Thursday, October 18, 2012

Culture Shock 10.18.12: 'Atlas Shrugged: Part II' and so will you


"Atlas Shrugged: Part II" is a success on at least one level. It's a marked improvement on "Part I."

With a stronger cast, a more experienced director and a larger budget, it almost couldn't help but be a step up from the first attempt to bring Ayn Rand's epic, 1100-page novel to the screen. Unfortunately, "Atlas Shrugged: Part I" set a low standard to surpass. So while "Part II" is better, that's like saying a SyFy original movie is better than a Lifetime original movie. They're both bad made-for-TV movies, and that's what "Part II" looks like, too.

We're left still waiting for an adaptation that can do justice to the sweep of Rand's tale.

Picking up where the second third of Rand's novel starts, our heroes, Dagny Taggart and Henry Rearden — now played by Samantha Mathis and Jason Beghe — have thwarted both the government and their jealous, bailout-seeking competitors. Together, Dagny and Henry have opened the John Galt Line, the latest addition to the Taggart rail service, made with rails of light, durable Rearden Metal. They've also discovered, in an abandoned auto plant, an engine that promises access to near limitless energy, if they can find anyone who can figure out how it works.

That's the hard part, because the very sort of talented, creative people who might be able to unlock the secrets of the mystery motor are disappearing one by one, abandoning everything they worked years to build.

This is the second of three acts, and the situation is about to deteriorate, and fast.

Energy prices are soaring, making travel by car and plane too expensive for all but the very rich, which is why trains have re-emerged as a vital mode of transport. And as the economy crumbles, businesses rush to the government seeking favors, while the government, led by Head of State Thompson (Ray Wise), passes more edicts and restrictions each day. The same government science board that once said Rearden's metal was dangerous now says it's a vital resource that must be shared equally among all who want it.

It's an America where getting ahead in business, in art, in anything has become more a matter of political pull than achievement.

One thing "Atlas Shrugged: Part II" does surprisingly well is bring viewers up to speed with a minimum of plot exposition. You don't need to have seen "Part I" to know what's going on. But Rand's own exposition — especially her characters' lengthy speeches — is the film's undoing. Everything stops cold during the repetitive scenes where characters complain about the government or taxes or their spineless rivals. We get the point.

I'm a fan of the book, but even I admit its speech-making can go too far. And what barely works in the novel is a disaster in the movie.
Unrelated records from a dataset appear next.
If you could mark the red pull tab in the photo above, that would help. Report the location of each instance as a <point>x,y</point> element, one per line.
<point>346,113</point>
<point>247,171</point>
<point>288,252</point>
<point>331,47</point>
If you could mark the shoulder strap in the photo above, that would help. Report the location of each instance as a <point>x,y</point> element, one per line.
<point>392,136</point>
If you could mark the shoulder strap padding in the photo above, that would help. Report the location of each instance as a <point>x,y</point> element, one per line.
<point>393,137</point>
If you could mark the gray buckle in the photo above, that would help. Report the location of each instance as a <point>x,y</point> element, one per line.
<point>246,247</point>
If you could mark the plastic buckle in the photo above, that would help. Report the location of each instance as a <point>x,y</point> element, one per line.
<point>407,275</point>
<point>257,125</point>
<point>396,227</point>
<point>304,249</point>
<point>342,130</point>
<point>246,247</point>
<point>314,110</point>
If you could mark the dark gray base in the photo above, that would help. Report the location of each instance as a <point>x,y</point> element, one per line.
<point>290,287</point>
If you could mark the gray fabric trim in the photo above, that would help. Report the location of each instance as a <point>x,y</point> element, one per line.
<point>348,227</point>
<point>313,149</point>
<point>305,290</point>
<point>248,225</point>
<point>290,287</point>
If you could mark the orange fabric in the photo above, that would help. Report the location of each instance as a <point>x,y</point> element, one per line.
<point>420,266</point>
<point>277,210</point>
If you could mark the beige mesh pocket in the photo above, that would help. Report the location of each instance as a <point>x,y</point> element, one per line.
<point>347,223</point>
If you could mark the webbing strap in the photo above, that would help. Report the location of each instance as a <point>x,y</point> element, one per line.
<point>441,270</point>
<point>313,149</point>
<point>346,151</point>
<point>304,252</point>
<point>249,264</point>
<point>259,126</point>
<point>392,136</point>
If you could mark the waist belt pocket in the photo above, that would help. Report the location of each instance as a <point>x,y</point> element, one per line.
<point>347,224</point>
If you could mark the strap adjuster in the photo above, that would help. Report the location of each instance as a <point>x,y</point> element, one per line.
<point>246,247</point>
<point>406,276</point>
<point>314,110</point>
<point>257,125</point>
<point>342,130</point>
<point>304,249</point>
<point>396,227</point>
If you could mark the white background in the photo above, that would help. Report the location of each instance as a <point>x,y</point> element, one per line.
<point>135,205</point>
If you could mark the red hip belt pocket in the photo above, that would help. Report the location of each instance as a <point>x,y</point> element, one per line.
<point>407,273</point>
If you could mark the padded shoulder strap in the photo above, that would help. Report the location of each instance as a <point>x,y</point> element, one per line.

Only Esai Morales as the underused Francisco d'Anconia comes close to pulling it off.

Samantha Mathis as Dagny Taggart appears in a
scene from "Atlas Shrugged: Part II," the second
film in a planned trilogy adapting Ayn Rand's novel.
An airplane chase that opens and closes the film is its most thrilling set piece, despite the shoddy special effects. It's the one time the film truly embraces the pulp-fiction sensibility that runs through and ultimately drives Rand's book.

The way to approach "Atlas Shrugged" the novel is to recognize that it's essentially a pulp-magazine sci-fi story — complete with sci-fi tropes like a cloaking device and a motor that runs on ambient static electricity — presented as a talky, philosophical Russian epic. Films are primarily a visual medium, so to make "Atlas Shrugged" work as a movie, it has to be more pulp and less talk.

If the producers make "Part III," maybe they'll finally get the formula right. But with two box-office duds in a row, "Part III" seems unlikely. So far, the only ones doing much shrugging are the audience.